Accomplishments We're Proud Of

We're proud of evolving Prophis from a simple medical history timeline visualizer into a context and preventability intelligence tool. We successfully combined individual patient timelines with population-level datasets to build a working similarity model and Health Equity Context Score, then used that system to flag preventability moments in a structured, interpretable way for public health analysts to aggregate into broader trends. We believe we genuinely built something valuable for public health analysts and individuals with diabetes.

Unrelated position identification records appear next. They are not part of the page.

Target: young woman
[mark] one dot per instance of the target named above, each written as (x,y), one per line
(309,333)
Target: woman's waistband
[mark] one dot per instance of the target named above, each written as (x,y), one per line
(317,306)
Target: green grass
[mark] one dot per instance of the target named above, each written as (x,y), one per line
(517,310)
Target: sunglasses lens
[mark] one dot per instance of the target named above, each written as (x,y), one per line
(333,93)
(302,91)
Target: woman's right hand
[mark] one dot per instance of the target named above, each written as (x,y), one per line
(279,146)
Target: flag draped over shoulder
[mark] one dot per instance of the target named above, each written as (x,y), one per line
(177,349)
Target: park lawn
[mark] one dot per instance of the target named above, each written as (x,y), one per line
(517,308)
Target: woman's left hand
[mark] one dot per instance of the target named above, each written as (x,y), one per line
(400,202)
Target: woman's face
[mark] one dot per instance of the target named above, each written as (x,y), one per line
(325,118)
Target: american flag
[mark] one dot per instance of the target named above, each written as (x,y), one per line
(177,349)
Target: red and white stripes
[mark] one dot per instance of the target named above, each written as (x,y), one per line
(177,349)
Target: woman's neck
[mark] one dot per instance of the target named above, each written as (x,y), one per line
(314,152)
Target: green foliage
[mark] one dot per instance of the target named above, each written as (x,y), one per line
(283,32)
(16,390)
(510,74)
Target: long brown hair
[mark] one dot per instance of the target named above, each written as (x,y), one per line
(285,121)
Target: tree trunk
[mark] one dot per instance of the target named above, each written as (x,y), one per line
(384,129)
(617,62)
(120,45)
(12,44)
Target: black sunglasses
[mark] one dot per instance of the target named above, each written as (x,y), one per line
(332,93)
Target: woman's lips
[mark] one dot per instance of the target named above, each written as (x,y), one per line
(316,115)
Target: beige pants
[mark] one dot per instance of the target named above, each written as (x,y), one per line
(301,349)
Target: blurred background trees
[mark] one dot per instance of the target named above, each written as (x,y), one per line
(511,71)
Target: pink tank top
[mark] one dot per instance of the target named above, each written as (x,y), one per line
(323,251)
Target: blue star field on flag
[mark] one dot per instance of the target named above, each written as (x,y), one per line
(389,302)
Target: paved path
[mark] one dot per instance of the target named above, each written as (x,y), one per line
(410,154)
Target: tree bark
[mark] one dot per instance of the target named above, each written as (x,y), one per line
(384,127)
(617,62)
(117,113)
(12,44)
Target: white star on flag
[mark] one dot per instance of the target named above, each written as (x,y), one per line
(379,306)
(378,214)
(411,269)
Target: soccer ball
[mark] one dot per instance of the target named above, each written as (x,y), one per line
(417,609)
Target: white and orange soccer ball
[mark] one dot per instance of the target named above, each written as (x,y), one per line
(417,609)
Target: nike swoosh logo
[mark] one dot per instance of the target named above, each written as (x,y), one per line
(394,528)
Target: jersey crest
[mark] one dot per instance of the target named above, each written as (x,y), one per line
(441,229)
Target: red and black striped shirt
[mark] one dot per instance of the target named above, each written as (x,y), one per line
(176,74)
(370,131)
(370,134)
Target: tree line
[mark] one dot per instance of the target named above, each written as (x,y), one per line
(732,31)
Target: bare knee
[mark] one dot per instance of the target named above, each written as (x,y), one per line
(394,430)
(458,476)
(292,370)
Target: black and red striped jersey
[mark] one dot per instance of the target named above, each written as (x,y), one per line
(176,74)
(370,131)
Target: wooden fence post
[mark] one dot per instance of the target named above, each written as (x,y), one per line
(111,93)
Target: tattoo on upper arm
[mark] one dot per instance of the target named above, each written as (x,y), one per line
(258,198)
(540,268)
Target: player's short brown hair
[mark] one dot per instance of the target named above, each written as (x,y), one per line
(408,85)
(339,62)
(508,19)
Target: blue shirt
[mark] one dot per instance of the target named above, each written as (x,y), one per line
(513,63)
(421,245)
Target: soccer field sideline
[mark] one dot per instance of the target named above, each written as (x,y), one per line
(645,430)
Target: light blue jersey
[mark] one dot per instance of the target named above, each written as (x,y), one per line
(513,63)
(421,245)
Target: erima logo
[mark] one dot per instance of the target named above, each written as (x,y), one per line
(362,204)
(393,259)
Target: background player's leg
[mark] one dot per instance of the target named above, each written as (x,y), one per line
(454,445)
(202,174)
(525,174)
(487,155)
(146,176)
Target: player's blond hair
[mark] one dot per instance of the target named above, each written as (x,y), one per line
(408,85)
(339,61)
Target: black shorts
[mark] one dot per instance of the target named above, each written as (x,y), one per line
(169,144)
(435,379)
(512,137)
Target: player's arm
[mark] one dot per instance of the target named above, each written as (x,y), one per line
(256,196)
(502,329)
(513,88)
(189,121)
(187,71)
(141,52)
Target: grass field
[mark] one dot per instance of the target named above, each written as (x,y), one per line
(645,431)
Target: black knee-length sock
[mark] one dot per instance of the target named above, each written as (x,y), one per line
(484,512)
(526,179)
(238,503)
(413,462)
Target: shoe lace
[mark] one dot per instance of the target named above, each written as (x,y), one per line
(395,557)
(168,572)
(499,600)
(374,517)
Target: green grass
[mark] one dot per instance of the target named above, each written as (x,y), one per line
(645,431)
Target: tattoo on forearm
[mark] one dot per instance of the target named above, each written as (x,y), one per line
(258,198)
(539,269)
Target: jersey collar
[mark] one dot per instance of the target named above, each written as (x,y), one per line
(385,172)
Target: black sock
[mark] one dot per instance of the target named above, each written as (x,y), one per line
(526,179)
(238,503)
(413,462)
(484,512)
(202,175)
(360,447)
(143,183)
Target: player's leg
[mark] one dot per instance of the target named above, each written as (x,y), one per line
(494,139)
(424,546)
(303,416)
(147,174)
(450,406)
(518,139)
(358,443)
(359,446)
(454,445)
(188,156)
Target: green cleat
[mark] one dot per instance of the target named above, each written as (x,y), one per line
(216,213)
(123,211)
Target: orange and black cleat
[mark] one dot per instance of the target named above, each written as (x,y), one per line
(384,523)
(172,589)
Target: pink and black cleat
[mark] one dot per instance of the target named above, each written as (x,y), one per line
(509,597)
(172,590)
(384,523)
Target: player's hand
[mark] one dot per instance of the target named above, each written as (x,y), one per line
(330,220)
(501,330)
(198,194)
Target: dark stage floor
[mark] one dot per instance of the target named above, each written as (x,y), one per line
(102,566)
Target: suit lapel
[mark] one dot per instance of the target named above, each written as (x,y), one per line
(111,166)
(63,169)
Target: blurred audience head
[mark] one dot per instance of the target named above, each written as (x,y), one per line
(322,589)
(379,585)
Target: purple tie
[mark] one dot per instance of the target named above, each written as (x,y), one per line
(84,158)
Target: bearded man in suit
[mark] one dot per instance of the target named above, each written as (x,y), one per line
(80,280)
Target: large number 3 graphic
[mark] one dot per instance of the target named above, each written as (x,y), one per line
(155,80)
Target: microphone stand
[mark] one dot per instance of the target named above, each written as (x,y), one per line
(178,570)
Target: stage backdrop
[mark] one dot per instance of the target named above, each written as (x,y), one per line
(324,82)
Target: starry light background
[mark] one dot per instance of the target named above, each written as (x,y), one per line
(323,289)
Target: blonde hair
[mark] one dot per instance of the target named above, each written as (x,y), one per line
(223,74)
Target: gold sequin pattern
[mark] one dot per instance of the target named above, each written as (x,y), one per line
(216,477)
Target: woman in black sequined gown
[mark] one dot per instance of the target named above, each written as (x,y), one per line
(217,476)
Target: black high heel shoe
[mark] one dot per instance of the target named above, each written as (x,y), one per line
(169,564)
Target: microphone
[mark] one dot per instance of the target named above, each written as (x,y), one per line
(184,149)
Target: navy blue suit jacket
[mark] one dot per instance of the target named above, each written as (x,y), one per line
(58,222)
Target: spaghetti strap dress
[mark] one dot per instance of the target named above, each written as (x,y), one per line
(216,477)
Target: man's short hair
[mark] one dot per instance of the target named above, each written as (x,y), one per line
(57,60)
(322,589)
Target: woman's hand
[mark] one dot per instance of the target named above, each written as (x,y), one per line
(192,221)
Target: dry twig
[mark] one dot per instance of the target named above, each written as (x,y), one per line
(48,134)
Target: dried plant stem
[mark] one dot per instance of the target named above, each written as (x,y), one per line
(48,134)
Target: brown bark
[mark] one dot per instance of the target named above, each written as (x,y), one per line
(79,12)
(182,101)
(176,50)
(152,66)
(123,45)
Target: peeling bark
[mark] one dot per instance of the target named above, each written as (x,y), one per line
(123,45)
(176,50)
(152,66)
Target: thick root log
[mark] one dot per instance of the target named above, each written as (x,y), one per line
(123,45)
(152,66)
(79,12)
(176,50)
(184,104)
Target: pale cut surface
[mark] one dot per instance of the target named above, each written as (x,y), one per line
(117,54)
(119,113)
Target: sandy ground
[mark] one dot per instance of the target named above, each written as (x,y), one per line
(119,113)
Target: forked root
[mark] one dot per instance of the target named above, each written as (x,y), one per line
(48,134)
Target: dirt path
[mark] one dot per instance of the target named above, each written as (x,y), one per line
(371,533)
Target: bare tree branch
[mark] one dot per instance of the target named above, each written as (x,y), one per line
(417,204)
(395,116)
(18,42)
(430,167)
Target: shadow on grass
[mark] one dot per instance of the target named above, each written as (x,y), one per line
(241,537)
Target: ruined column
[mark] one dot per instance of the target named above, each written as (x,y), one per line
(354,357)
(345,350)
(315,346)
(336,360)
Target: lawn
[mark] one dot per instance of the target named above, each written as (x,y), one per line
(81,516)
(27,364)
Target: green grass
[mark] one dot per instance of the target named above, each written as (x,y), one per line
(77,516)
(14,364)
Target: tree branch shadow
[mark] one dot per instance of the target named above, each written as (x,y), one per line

This was also our first time working together as a team, and we're proud of how well we communicated throughout the hackathon to refine both the technical implementation and product direction.

What We Learned

We learned that data doesn't tell the full story—context does. Working with race-stratified health metrics from the County Health Rankings revealed how sparse real-world data can be, which forced us to build intelligent pooling and fallback logic rather than simply ranking counties. We also discovered that timeline UI design is deceptively complex—fitting clinical information into a horizontally scrollable, keyboard-navigable interface required iterating on math, scroll thresholds, and overflow. We did learn a lot about React, CSS, and other languages/frameworks through debugging. Finally, we realized that explaining health equity matters more than making it sophisticated. Breaking composite metrics into digestible tiles, anchoring everything to peer comparisons, and using plain language turned out to be far more valuable than complex scoring mechanisms alone.

What's Next for Prophis

We want to expand Prophis into a more robust population analytics platform. We plan to integrate larger de-identified clinical datasets to improve the accuracy of cohort matching and contextual analysis. As the system scales, we envision incorporating more real-world aggregated patient data to strengthen pattern detection and preventability insights. We also plan to expand beyond diabetes to other preventable conditions like cardiovascular disease and certain cancers, allowing Prophis to support a wider range of public health use cases.